Conceding that Congress has legislated on the question of liability of telegraph companies and thereby the rulings of the Federal courts have become controlling on State courts, it would not aid defendant, for we do not find that the oases cited are applicable [Primrose v. Western Union Tel. Co., 154 U. S. 1; Western Union Tel. Co. v. Hall, 124 U. S. 444;
The cases cited from State courts are instances where the error related to transcribing at the sending office, or transmission over the lines, or transcribing at the receiving office; instances of error in which it is readily seen that repeating would correct; though we do find at least one case where the limitation has been applied to mere unexplained or unnecessary delay. [Clement v. Western Union Telegraph Company, 137 Massachusetts 463.]
And the fact that this action is brought by the sendee of the message does not prevent the defendant company from claiming the benefit of the limit of recovery. It is true the action is not between the immediate parties to the contract. But the contract created a duty of prompt delivery by the company, for a violation of which the sendee may maintain an action sounding in tort. He gets his action through the instrumentality of the contract, and out of which his right must arise. He must therefore accept the provision of the contract which limit the undertaking of the company. [Gardner v. Western Union Tel. Co. 231 Fed. 405; Findley v. Western Union Tel. Co., 64 Fed. 459; Whitehill v. Western Union Tel. Co., 136 Fed. 499; Western Union Tel. Co. v. Bank, 156 Pac. Rep. 1178; McGehee v. Western Union Tel. Co., 53 Southern 205; Frazier v. Western Union Tel. Co., 45 Oregon, 414; Stone & Co. v. Postal Tel. Co., 31 R. I. 174.]

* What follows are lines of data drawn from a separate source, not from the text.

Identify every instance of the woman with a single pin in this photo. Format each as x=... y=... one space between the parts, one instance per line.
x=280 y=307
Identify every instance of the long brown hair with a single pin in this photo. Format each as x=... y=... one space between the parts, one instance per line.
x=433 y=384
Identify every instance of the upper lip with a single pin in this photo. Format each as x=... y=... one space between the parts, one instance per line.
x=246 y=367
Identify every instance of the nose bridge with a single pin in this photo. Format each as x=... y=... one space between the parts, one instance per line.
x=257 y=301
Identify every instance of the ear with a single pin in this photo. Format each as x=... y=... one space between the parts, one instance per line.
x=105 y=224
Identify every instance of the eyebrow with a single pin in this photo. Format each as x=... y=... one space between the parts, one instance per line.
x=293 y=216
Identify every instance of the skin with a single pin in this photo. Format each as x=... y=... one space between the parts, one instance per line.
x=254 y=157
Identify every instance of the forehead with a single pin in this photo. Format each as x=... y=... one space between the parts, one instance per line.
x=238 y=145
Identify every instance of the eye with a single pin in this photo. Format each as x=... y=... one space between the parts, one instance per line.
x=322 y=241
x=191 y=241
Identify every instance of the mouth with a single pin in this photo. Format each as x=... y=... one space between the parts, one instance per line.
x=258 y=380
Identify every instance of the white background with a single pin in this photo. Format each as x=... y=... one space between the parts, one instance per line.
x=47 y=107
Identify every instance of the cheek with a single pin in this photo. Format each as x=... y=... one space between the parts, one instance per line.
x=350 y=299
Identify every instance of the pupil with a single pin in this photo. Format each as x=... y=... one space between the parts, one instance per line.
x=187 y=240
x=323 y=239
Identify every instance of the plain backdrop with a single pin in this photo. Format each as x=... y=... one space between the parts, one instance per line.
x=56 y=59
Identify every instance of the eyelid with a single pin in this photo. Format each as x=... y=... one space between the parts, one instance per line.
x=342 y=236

Plaintiff to save - himself from the application of the law 'which defendant has invoked against the judgment, claims that when Congress placed telegraph companies within the provisions of the interstate commerce act as common carriers, they became subject to the same regulations and restrictions applicable to other common carriers and that as the latter carriers are required to file with the Interstate Commerce Commission and print and keep open for inspection schedules, showing rates and charges for transportation, so telegraph companies should do likewise.
It is true that it has been held in some of the States to be necessary for the carrier to make this, showing. But late cases in the supreme court of the United States show that not to be the view of the' Federal Courts; and it is held, directly, that the presumption is to be indulged, in the absence of a showing to the contrary, that the carrier has complied with the law in filing with the Interstate Commerce Commission its schedules, rates, charges, exemptions, etc., as required by the law. [Cinn. & Tex. Pac. Ry. Co. v. Rankin, 241 U. S. 319, 326; N. Y. C. & H. R. Ry. Co. v. Beaham, 37 S. C. Rep. 43 (U. S. Sup. Ct.).]
Many of the points involved in this case are also discussed in an opinion by Judge Trimble in Poor v. Western Union Tel. Co., promulgated at the same sitting at which this is announced. The result of the foregoing considerations is that plaintiff is limited to fifty dollars as the agreed value of his message. The judgment will therefore be 'affirmed if he will remit down to that sum within ten days; otherwise it will be reversed and cause remanded. Costs of appeal against the plaintiff.